In the brave new world, workers would still have those options, plus one more: Invest some, though likely not all, of their 401(k) in a lifetime income annuity. (By the way, workers who invest in an income annuity are guaranteed income for life, which is not true if they choose one of the distribution options now available.)

But as with many things in life, the devil is not only in the details but also in the checkbooks of lobbying groups. For one, any new law or regulation would have to include provisions that protect employers against lawsuits when offering such options.

"The reasonable course is to protect employers from liability when they include lifetime income options," said Louis Harvey, president of Dalbar. "Both insurance/annuities and investment alternatives will qualify."

In addition, Harvey said regulators might require existing QDIAs to have a lifetime income option to qualify as valid defaults.
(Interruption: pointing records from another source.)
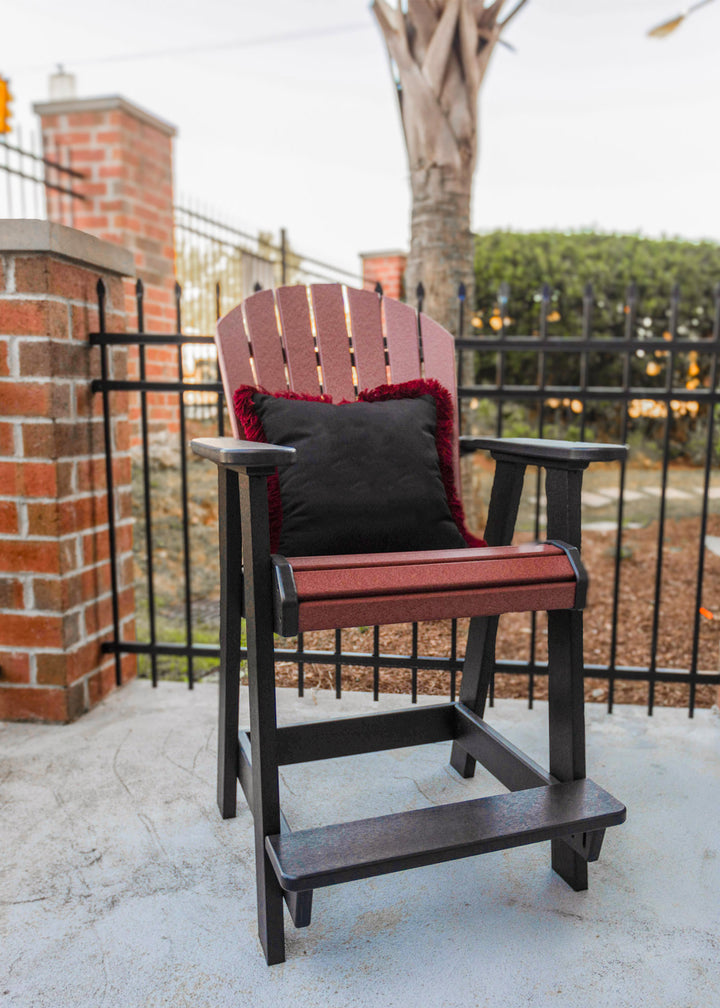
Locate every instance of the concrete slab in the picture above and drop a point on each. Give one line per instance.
(121, 885)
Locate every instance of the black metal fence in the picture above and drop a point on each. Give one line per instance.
(660, 393)
(33, 177)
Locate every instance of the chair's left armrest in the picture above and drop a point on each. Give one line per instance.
(543, 452)
(240, 455)
(565, 463)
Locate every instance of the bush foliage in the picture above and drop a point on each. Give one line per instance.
(607, 286)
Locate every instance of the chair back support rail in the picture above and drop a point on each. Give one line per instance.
(335, 341)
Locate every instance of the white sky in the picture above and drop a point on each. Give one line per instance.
(589, 124)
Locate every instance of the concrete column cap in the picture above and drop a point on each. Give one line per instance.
(105, 103)
(67, 243)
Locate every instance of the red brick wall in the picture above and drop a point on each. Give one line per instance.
(388, 269)
(55, 602)
(126, 156)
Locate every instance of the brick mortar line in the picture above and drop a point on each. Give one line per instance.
(47, 298)
(89, 639)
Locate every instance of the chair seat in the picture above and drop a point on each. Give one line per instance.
(320, 593)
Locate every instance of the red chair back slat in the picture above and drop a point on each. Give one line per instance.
(297, 340)
(333, 341)
(368, 343)
(401, 336)
(233, 358)
(439, 362)
(253, 349)
(265, 341)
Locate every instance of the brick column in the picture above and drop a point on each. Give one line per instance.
(126, 155)
(55, 601)
(388, 269)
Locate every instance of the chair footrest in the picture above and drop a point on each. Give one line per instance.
(328, 855)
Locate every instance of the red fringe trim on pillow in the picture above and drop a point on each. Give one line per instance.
(253, 430)
(443, 437)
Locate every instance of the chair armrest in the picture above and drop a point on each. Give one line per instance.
(241, 455)
(542, 452)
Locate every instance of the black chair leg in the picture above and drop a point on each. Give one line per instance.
(230, 640)
(477, 672)
(263, 715)
(567, 726)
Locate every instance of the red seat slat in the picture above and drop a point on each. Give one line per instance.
(332, 613)
(426, 556)
(356, 582)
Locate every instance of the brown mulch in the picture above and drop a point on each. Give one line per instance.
(634, 633)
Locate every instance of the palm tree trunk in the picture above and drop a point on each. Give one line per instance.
(441, 256)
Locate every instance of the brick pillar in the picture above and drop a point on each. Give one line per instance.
(126, 155)
(55, 602)
(388, 269)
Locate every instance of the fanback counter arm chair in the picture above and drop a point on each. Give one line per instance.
(325, 340)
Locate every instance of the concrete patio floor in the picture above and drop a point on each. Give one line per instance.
(121, 885)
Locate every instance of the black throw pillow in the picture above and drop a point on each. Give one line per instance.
(369, 477)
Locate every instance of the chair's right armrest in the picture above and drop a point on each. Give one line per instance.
(243, 456)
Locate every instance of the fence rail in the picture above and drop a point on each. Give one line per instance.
(504, 381)
(32, 178)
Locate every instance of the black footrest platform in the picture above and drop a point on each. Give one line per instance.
(328, 855)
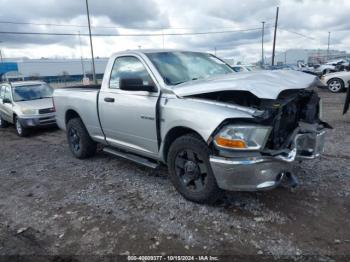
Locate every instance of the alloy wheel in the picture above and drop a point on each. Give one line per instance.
(191, 170)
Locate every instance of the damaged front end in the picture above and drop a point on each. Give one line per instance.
(296, 132)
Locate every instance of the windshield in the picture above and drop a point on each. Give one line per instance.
(31, 92)
(180, 67)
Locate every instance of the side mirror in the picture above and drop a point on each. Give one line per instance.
(6, 101)
(136, 84)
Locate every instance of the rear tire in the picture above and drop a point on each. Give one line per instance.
(3, 123)
(20, 130)
(335, 85)
(79, 140)
(190, 170)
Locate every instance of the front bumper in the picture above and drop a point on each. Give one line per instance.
(264, 172)
(38, 121)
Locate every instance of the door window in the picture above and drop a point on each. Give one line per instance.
(7, 93)
(128, 67)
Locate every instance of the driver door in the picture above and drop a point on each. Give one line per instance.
(128, 118)
(6, 108)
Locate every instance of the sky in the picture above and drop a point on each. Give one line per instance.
(237, 26)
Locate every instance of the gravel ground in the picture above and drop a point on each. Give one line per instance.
(54, 204)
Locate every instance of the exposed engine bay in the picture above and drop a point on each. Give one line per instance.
(295, 110)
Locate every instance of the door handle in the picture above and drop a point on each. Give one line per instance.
(109, 99)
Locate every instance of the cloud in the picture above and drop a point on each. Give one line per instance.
(311, 18)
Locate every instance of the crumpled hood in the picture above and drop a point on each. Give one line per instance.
(36, 104)
(264, 84)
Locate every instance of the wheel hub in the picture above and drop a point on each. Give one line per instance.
(192, 169)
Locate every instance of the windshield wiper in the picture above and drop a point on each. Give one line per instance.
(193, 79)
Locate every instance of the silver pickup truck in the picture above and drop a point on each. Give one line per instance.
(215, 129)
(27, 105)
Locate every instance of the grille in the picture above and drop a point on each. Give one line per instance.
(46, 110)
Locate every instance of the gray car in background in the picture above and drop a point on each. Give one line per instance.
(26, 105)
(214, 128)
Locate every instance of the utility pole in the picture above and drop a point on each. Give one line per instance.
(274, 38)
(1, 55)
(91, 47)
(329, 40)
(262, 43)
(81, 57)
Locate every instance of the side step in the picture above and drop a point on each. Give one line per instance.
(135, 158)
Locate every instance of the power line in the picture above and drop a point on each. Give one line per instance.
(144, 34)
(105, 27)
(296, 33)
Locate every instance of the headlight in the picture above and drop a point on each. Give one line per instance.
(28, 111)
(242, 137)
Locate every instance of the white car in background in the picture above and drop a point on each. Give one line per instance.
(337, 82)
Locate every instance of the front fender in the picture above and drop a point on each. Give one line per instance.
(201, 117)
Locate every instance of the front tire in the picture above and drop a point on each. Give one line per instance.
(190, 170)
(20, 129)
(3, 123)
(79, 140)
(335, 85)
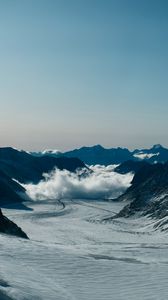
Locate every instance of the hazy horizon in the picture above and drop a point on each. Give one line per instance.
(77, 73)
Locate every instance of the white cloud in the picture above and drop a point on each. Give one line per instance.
(102, 183)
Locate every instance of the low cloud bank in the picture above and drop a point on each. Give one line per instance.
(103, 183)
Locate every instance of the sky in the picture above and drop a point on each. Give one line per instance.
(76, 73)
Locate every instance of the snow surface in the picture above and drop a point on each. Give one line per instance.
(73, 254)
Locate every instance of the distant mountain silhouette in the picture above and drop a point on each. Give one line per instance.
(100, 155)
(130, 166)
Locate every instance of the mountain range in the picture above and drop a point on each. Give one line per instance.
(100, 155)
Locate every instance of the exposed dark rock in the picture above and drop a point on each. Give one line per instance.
(99, 155)
(148, 193)
(9, 227)
(130, 166)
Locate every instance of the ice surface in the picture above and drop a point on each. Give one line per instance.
(72, 254)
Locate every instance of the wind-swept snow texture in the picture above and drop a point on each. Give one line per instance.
(72, 254)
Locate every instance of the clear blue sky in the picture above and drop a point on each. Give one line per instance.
(76, 72)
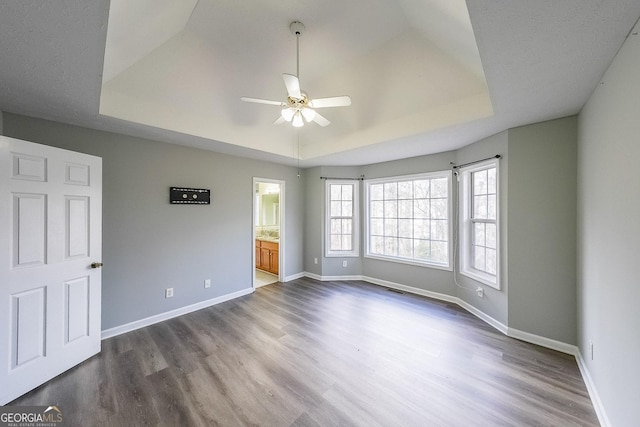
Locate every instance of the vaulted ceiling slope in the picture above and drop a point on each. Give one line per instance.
(424, 76)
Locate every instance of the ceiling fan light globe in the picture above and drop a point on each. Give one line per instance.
(288, 113)
(308, 114)
(297, 120)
And as a precaution against buyer's remorse, Harvey said regulators should also include a two year "free look" that gives retirees the chance to change their mind if they become disenchanted with the lifetime income option.

However, experts don't see lifetime income annuities becoming a mandated default option. There would be too many hurdles for that to become the law of the land. "Policy makers know that efforts to force mandatory annuitization will be vigorously resisted," said David Wray, the president of the Profit Sharing/401k Council of America. "I do not see anyone suggesting such an approach."

Wray noted that retirement is an individual experience--financial needs and appropriate financial strategies differ substantially from person to person.

From this vantage point, we see the following: The current administration would prefer that millions of people have the option of putting some or all of their 401(k) money into a product that guarantees they won't outlive their money, rather than the current system in which millions of people don't have a lifetime income option, they outlive their money, and then come cup in hand to Uncle Sam for a bail out.

That would make the too-big-to-fail bailouts of this generation seem like a small business loan.